To było łatwe do przewidzenia. Kasia Cichopek i Marcin Hakiel nie zaplanowali żadnego, nawet krótkiego urlopu po sobotnim ślubie. Nowa świecka tradycja nakazuje bowiem, by czas po weselu, tradycyjnie przeznaczany na miesiąc miodowy, spędzać w pracy.
W ten sposób ludzie z show-biznesu pokazują, że wciąż trzymaja rękę na pulsie i nie mogą się wprost opędzić od coraz to atrakcyjniejszych ofert pracy. Poza tym gdyby nagle zniknęli z jesiennej ramówki na tydzień lub dwa, ktoś mógłby spróbować wskoczyć na ich miejsce. Co gorsza - mogłoby się okazać, że telewizja całkiem nieźle radzi sobie bez nich...

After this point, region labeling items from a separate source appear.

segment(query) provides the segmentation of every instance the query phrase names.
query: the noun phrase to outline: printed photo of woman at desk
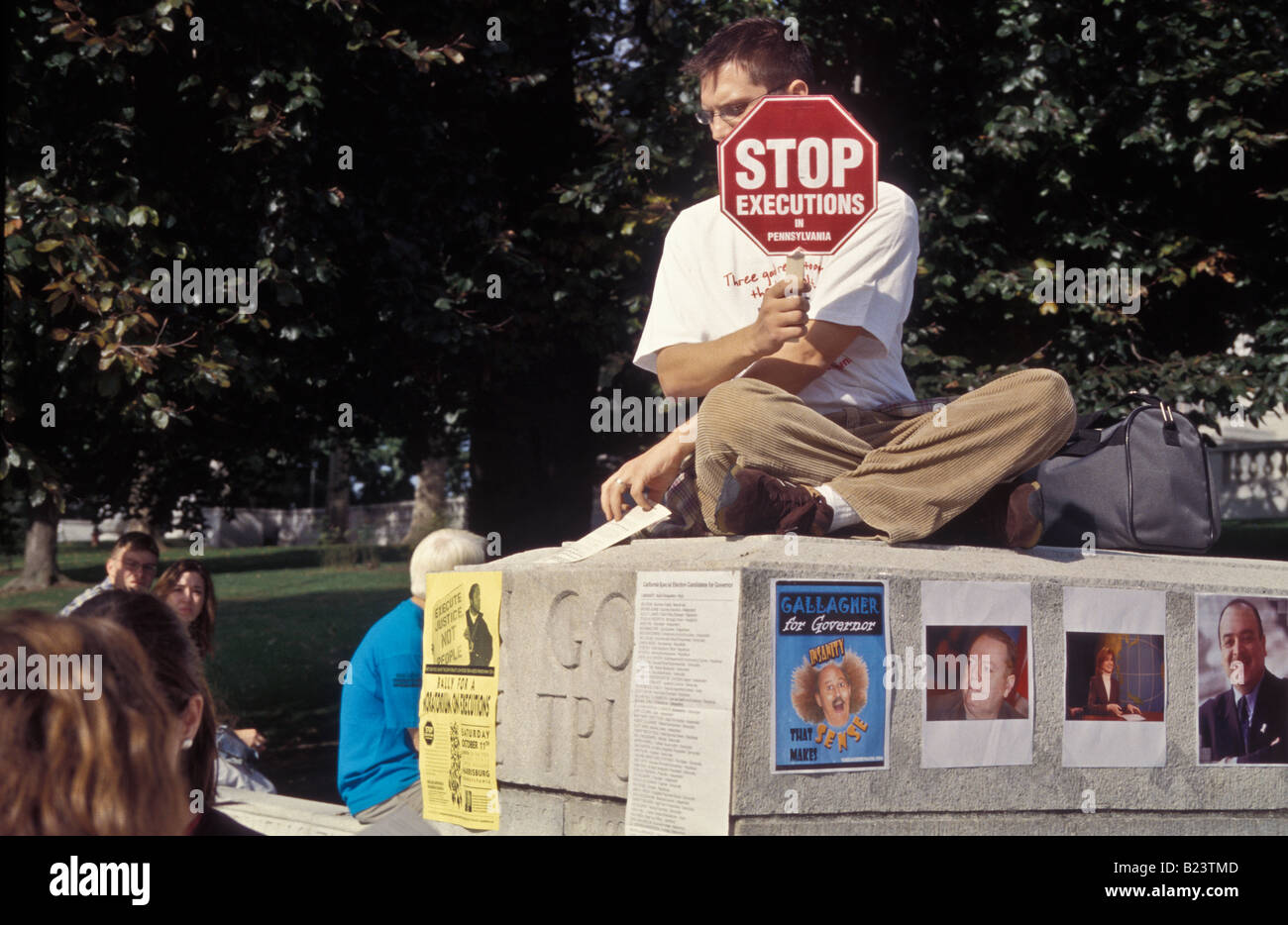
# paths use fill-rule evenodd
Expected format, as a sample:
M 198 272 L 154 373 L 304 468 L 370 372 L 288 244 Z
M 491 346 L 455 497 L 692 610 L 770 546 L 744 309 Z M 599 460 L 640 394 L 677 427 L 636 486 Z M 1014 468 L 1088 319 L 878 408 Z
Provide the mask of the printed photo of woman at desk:
M 1162 721 L 1162 636 L 1066 633 L 1065 644 L 1066 719 Z
M 1123 703 L 1119 696 L 1121 685 L 1114 675 L 1114 651 L 1108 645 L 1101 645 L 1096 653 L 1096 674 L 1091 675 L 1091 684 L 1087 685 L 1087 715 L 1090 716 L 1140 716 L 1140 707 L 1135 703 Z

Kasia Cichopek stwierdziła, że nie może pozwolić nam od siebie odetchnąć. Sobotnie Jak ONI śpiewają, wolne od jej przesłodzonego uśmiechu, prędko się nie powtórzy.
Nawet ten krótki "urlop" został jednak medialnie odrobiony z nawiązką. Kasia i Marcin sprzedali Vivie aż 19-stronicowy (!) materiał o swoim ślubie i dozgonnej miłości. Nie dało się wycisnąć ani strony więcej.